Изменить размер шрифта - +

    Я позавтракал, свалил посуду в мойку, бриться не стал, усмотрев в этом некий вызов - правда, непонятно кому, - и, накинув куртку, вышел из квартиры. В подъезде, как всегда, пахло кошачьей мочой и застарелым сигаретным дымом, дворничиха тетя Настя пожаловалась мне на нехороших людей, справляющих здесь же свои естественные потребности, я осудил этих мерзавцев, слившись с дворничихой в экстазе морального единения, и выскочил на улицу.

    «Вольво» шефа уже стоял у подъезда. Так бывало всегда, когда шеф собирался подкинуть мне новую работенку, о которой весь сонм его дипломированных вдоль и поперек комп-экспертов уже успел отозваться коротко и внятно:

    - Безнадега!

    Как правило, после такого диагноза шеф лично звонил мне, лил патоку в телефонную мембрану и на следующее утро заезжал собственной персоной.

    Поначалу это льстило моему самолюбию.

    Телохранитель шефа по кличке Десантура помахал мне из-за руля медвежьей лапой и оскалил в приветливой улыбке сорок восемь с половиной золотых зубов. Когда-то я наголову обыграл его в карты, не похваставшись этим ни единой живой душе, и с тех пор Десантура мне симпатизировал. Я был вторым человеком в мире, кому Десантура симпатизировал, - первым был он сам. По-моему, он меня жалел и часто спрашивал после утреннего кофе:

    - Слушай, Гений, ты и впрямь цвета не различаешь?

    Я устал объяснять ему, что дальтоники цвета в принципе различают, не различая оттенков, и мир не выглядит для них, то есть для нас, потрепанным черно-белым фильмом, но Десантура не верил.

    - А какого цвета вон тот «жигуль»? - спрашивал он.

    - Красного, - отвечал я и уходил.

    - А вот и врешь! - радостно орал мне в спину Десантура. - «Жигуль» и вовсе оранжевый! Врешь, Гений!

    И потом у него до вечера было хорошее настроение.

    Я - дальтоник. Вернее, сейчас правильнее было бы сказать: я был дальтоником. И еще у меня нет музыкального слуха. Совсем. Неловкая акушерка, вытаскивая меня из моей вопящей мамаши, коряво наложила щипцы и не пожалела силушки - в результате чего головка невинного и некрещеного младенца оказалась изрядно сплющена с левой стороны. Сейчас это практически не видно; да и чудо-Верка, моя личная парикмахерша, настолько приловчилась прятать эту асимметрию, что я даже иногда нравлюсь девушкам. На первых порах. На вторых же они говорят, что я - бездушное чудовище, которому недоступна истинная красота.

    Пожалуй, это правда.

    Я был бездушным чудовищем.

    И еще я был компьютерным гением.

    - Добрейшее утречко! - бодро выкрикнул шеф, выбираясь из машины.

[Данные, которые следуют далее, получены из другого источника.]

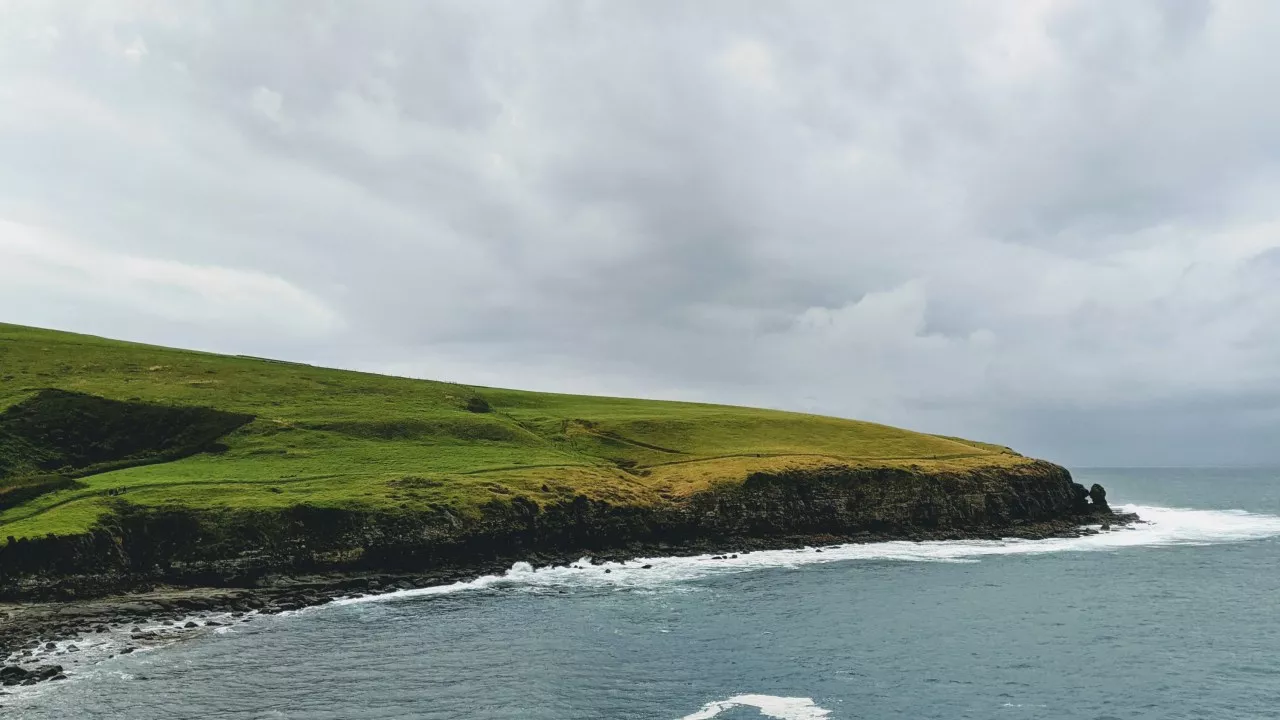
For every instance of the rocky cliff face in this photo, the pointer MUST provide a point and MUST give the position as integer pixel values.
(136, 546)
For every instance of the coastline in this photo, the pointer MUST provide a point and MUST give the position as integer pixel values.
(37, 634)
(151, 578)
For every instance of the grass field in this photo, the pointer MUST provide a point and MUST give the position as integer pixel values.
(314, 436)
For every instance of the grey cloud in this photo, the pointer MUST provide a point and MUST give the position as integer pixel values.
(1050, 224)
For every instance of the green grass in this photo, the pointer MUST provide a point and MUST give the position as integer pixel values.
(341, 438)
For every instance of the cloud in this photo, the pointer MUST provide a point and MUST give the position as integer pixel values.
(997, 220)
(37, 265)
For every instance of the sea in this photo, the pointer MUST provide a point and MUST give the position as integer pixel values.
(1174, 618)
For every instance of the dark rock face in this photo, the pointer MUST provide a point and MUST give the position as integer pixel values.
(14, 675)
(137, 547)
(1098, 495)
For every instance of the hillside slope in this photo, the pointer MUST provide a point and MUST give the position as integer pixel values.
(237, 456)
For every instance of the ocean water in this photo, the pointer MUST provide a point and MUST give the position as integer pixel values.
(1179, 618)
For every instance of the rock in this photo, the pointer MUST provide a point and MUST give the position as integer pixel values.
(1098, 495)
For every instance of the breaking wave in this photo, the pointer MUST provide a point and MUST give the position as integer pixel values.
(769, 706)
(1160, 527)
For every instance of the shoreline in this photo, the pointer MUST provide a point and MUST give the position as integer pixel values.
(39, 637)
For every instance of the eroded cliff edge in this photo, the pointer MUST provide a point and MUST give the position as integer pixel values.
(137, 548)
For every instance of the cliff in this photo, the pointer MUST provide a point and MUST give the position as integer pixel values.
(126, 465)
(138, 548)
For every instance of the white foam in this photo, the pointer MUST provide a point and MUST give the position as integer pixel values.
(1161, 527)
(768, 705)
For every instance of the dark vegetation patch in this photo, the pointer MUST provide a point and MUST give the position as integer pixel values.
(464, 428)
(71, 433)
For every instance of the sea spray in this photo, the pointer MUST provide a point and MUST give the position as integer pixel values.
(1160, 527)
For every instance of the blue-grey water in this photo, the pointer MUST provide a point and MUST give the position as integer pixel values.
(1175, 619)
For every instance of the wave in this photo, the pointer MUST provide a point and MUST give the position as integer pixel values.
(1160, 527)
(769, 706)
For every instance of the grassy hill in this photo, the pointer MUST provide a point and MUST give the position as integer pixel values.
(87, 423)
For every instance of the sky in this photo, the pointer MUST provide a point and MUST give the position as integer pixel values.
(1051, 224)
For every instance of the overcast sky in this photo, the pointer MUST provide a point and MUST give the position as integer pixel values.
(1054, 224)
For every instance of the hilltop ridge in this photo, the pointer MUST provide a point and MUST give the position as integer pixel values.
(124, 463)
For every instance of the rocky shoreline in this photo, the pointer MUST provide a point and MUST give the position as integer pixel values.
(151, 577)
(37, 637)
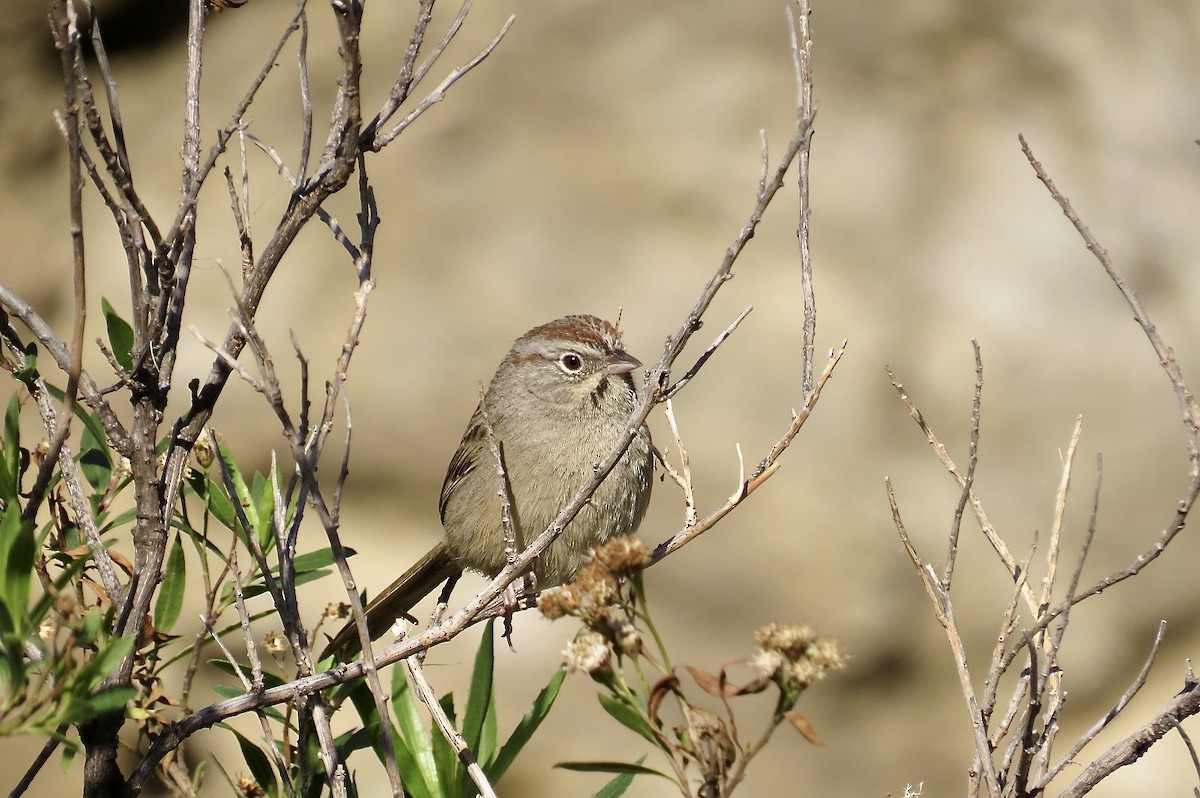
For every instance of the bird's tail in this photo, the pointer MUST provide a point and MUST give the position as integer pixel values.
(396, 600)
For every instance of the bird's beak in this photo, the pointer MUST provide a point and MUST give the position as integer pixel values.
(621, 363)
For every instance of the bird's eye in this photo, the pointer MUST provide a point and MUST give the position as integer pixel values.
(570, 363)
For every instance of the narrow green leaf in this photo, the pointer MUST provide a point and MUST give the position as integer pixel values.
(106, 660)
(528, 725)
(120, 335)
(241, 493)
(258, 762)
(618, 786)
(10, 457)
(262, 511)
(612, 767)
(413, 733)
(95, 461)
(18, 547)
(316, 559)
(171, 593)
(627, 717)
(112, 699)
(451, 775)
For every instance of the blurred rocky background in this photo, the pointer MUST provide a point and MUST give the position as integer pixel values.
(603, 159)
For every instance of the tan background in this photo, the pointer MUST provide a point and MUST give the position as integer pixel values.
(605, 157)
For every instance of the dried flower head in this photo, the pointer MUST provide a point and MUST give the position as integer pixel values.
(247, 787)
(559, 601)
(588, 652)
(275, 643)
(622, 556)
(337, 611)
(793, 655)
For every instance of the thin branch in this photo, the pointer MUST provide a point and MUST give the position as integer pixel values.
(765, 471)
(1186, 703)
(1111, 714)
(13, 305)
(438, 95)
(1165, 354)
(708, 353)
(943, 609)
(952, 550)
(43, 756)
(990, 533)
(414, 665)
(802, 60)
(67, 31)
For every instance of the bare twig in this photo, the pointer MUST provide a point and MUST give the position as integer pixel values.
(67, 33)
(1111, 714)
(990, 533)
(438, 95)
(802, 60)
(943, 609)
(1186, 703)
(972, 462)
(414, 665)
(708, 353)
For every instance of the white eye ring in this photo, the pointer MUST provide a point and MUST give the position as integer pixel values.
(570, 363)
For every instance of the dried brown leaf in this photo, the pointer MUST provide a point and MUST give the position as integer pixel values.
(801, 724)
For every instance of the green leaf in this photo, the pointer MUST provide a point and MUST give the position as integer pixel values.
(120, 335)
(112, 699)
(10, 456)
(315, 561)
(628, 717)
(241, 493)
(617, 786)
(413, 736)
(106, 660)
(528, 725)
(258, 762)
(18, 547)
(171, 593)
(262, 511)
(612, 767)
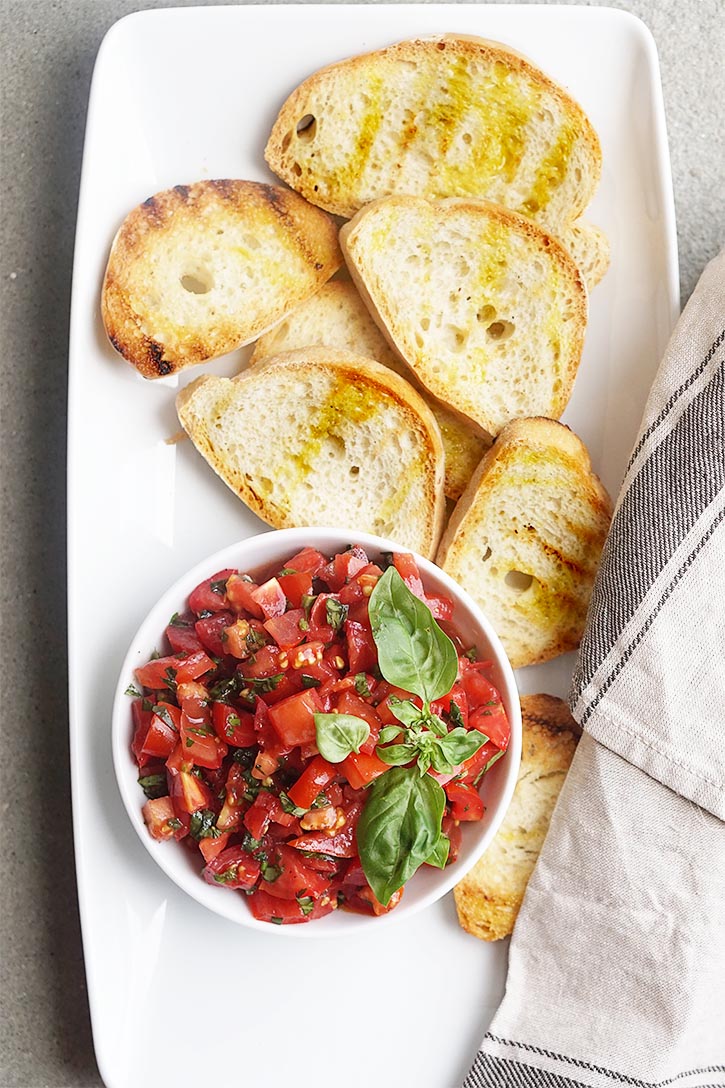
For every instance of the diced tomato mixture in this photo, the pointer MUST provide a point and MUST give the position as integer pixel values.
(223, 731)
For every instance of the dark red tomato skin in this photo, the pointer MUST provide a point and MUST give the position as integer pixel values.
(204, 598)
(210, 631)
(235, 867)
(233, 726)
(466, 803)
(182, 637)
(265, 907)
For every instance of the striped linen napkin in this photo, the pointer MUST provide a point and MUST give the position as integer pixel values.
(616, 972)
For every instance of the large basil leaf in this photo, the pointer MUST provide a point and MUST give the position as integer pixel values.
(461, 744)
(413, 651)
(340, 734)
(400, 828)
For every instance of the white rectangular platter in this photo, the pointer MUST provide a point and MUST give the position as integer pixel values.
(180, 997)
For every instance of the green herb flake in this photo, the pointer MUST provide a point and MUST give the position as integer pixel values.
(335, 612)
(361, 685)
(154, 786)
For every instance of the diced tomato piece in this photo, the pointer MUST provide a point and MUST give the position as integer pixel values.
(441, 607)
(211, 631)
(287, 912)
(317, 775)
(295, 877)
(162, 734)
(360, 768)
(194, 666)
(233, 868)
(341, 843)
(285, 629)
(270, 597)
(361, 651)
(240, 593)
(210, 595)
(212, 847)
(233, 726)
(179, 761)
(492, 720)
(407, 568)
(188, 793)
(309, 559)
(296, 585)
(161, 820)
(457, 695)
(475, 765)
(142, 720)
(451, 829)
(294, 717)
(182, 637)
(257, 817)
(466, 803)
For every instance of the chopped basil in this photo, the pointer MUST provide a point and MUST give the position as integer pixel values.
(361, 685)
(201, 825)
(154, 786)
(290, 806)
(261, 684)
(455, 715)
(335, 613)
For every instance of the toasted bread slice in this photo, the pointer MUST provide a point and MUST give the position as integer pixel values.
(336, 317)
(199, 270)
(488, 899)
(440, 116)
(327, 437)
(526, 536)
(589, 249)
(487, 308)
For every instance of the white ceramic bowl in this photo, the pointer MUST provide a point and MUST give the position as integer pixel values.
(184, 866)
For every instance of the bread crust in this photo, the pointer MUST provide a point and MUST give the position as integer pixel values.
(562, 628)
(489, 898)
(413, 51)
(352, 369)
(145, 333)
(469, 404)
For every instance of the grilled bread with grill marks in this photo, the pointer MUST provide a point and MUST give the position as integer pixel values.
(488, 899)
(488, 309)
(439, 116)
(526, 538)
(199, 270)
(323, 436)
(336, 317)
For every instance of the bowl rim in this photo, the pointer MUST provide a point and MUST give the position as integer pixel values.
(280, 543)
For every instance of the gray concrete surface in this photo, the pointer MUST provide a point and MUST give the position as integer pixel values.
(48, 50)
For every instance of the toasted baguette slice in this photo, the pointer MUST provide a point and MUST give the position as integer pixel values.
(526, 536)
(323, 436)
(488, 899)
(439, 116)
(589, 249)
(487, 308)
(199, 270)
(336, 317)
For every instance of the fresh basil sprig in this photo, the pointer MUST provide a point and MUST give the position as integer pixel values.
(400, 828)
(413, 651)
(340, 734)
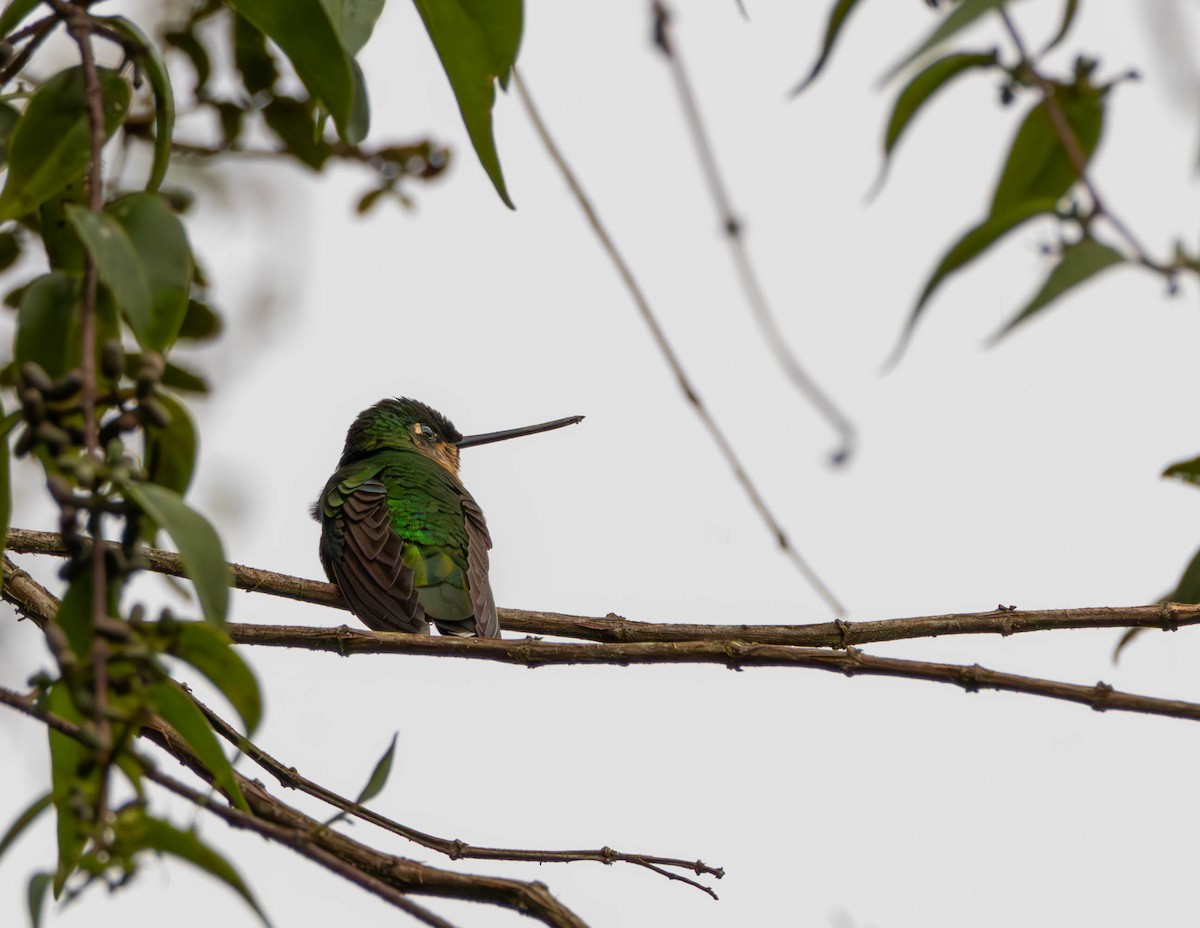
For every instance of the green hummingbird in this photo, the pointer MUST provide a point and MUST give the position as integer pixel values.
(400, 534)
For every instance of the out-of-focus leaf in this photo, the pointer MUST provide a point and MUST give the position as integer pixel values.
(119, 263)
(1038, 166)
(155, 67)
(144, 832)
(306, 35)
(199, 548)
(955, 21)
(48, 323)
(36, 896)
(24, 820)
(922, 88)
(210, 651)
(1187, 471)
(477, 41)
(160, 241)
(1079, 262)
(48, 148)
(15, 13)
(377, 780)
(838, 17)
(977, 240)
(171, 450)
(180, 711)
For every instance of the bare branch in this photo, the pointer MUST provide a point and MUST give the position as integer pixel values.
(669, 354)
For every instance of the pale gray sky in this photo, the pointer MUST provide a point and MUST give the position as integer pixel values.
(1023, 474)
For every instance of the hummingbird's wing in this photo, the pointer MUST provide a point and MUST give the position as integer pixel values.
(366, 558)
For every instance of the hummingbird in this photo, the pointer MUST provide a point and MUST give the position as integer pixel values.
(400, 534)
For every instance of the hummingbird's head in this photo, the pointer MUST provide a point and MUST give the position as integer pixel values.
(403, 424)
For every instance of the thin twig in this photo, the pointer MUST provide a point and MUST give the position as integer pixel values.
(735, 233)
(669, 354)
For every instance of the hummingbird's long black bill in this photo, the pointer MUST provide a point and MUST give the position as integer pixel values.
(471, 441)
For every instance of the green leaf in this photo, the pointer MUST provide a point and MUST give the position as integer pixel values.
(171, 450)
(199, 548)
(922, 88)
(1038, 166)
(49, 147)
(838, 17)
(955, 21)
(119, 263)
(48, 323)
(377, 780)
(1079, 262)
(143, 832)
(976, 240)
(160, 241)
(24, 820)
(180, 711)
(1187, 471)
(36, 894)
(210, 651)
(477, 41)
(306, 35)
(15, 13)
(151, 63)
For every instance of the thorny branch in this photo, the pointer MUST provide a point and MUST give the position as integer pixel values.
(672, 359)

    Его круглое щекастое лицо растянулось во все стороны самым добродушным образом, я уже почти дошел до него - и в этот момент «вольво» набух сизо-огненным шаром, из которого нелепо торчала голова Десантуры, пламя скомкало шефа целиком, как бумажную фигурку, я почувствовал, что мне очень жарко, и увидел в сердцевине пылающего ада чью-то руку.

    Она махала мне, словно приглашая войти.

    Странная такая рука: тощая, жилистая, безволосая, покрытая необычной татуировкой... Я постарался приблизиться, чтобы рассмотреть татуировку, и мне это удалось - на предплечье гостеприимной руки скалился усатый дракон, топорща спинной гребень.

    Потом я оглянулся и увидел самого себя.

    Я лежал ничком около чадящей машины, рядом со мной валялась оторванная взрывом голова Десантуры, блестя золотыми зубами, под моим правым ухом торчал зазубренный осколок, а от подъезда ковыляла причитающая дворничиха тетя Настя.